Sumedang | Metronasionalnews.com — Nuansa demokrasi yang hangat sekaligus penuh dinamika terasa di Dusun Ciawi, Desa Gunasari, Kecamatan Sumedang Selatan, Minggu (12/4/2026). Sejak pagi, ratusan warga dari enam Rukun Tetangga (RT) memadati halaman Masjid Jami’ Al Ikhlas untuk mengikuti pemilihan Ketua Rukun Warga (RW) 04.
Kegiatan yang dimulai pukul 07.30 WIB itu tak sekadar menjadi agenda rutin, melainkan juga ajang demokrasi tingkat akar rumput yang hidup dan partisipatif. Antusiasme warga begitu tinggi, bahkan suasana pemilihan kerap disebut menyerupai pemilihan kepala daerah karena ketatnya persaingan antar kandidat
Sebanyak 412 warga tercatat menggunakan hak pilihnya. Mereka datang silih berganti untuk mencoblos, mencerminkan kesadaran kolektif akan pentingnya menentukan pemimpin yang mampu mengayomi dan memperjuangkan aspirasi masyarakat.
Empat kandidat maju dalam kontestasi ini, yakni Didin Haerudin (nomor urut 1) dengan perolehan 115 suara, Doni Ramadani (nomor urut 2) dengan 44 suara, Aminurdin H (nomor urut 3) dengan 93 suara, serta Nana Sumarna (nomor urut 4) yang meraih 177 suara.

Proses pemungutan suara berlangsung tertib hingga pukul 12.00 WIB, kemudian dilanjutkan dengan penghitungan suara yang disaksikan langsung oleh warga. Momen ini menjadi titik paling menegangkan. Sorak sorai kecil terdengar, namun ketegangan tak terelakkan ketika selisih suara antar kandidat terlihat cukup tipis di beberapa tahap penghitungan.
Ketatnya persaingan mencerminkan tingginya kualitas partisipasi warga dalam memilih pemimpin. Setiap suara memiliki arti penting, dan seluruh proses berjalan transparan serta dapat diterima oleh semua pihak.
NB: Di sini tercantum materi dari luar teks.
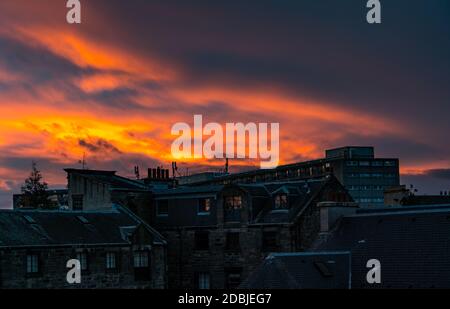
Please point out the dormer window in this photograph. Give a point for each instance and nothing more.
(204, 206)
(281, 201)
(233, 205)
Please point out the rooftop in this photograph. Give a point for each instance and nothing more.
(38, 228)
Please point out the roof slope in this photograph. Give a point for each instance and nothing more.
(329, 270)
(413, 247)
(32, 228)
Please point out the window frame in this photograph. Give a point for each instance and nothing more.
(111, 256)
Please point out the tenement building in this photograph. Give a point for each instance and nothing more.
(218, 234)
(114, 247)
(362, 174)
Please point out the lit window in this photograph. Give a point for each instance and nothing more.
(162, 208)
(203, 281)
(141, 259)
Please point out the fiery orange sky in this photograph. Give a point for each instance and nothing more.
(113, 86)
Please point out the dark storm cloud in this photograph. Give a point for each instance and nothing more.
(321, 49)
(99, 145)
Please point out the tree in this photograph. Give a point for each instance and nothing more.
(34, 191)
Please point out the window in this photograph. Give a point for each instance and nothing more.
(233, 277)
(233, 242)
(281, 201)
(204, 206)
(202, 240)
(32, 264)
(77, 202)
(162, 208)
(82, 257)
(270, 242)
(142, 269)
(203, 281)
(111, 261)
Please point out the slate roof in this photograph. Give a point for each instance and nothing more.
(327, 270)
(413, 247)
(36, 228)
(109, 177)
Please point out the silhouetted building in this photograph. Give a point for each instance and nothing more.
(217, 235)
(303, 270)
(58, 199)
(362, 174)
(115, 248)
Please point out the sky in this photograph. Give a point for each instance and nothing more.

Hingga akhirnya, Nana Sumarna ditetapkan sebagai peraih suara terbanyak dan resmi terpilih sebagai Ketua RW 04. Kemenangan ini sekaligus menjadi amanah besar untuk memimpin dan menggerakkan masyarakat ke arah yang lebih baik.
Pemilihan ini tidak hanya menghasilkan pemimpin baru, tetapi juga memperlihatkan kuatnya budaya demokrasi dan kebersamaan di tengah masyarakat. Dari halaman masjid yang sederhana, semangat demokrasi tumbuh—menjadi fondasi penting bagi pembangunan sosial di tingkat paling dasar.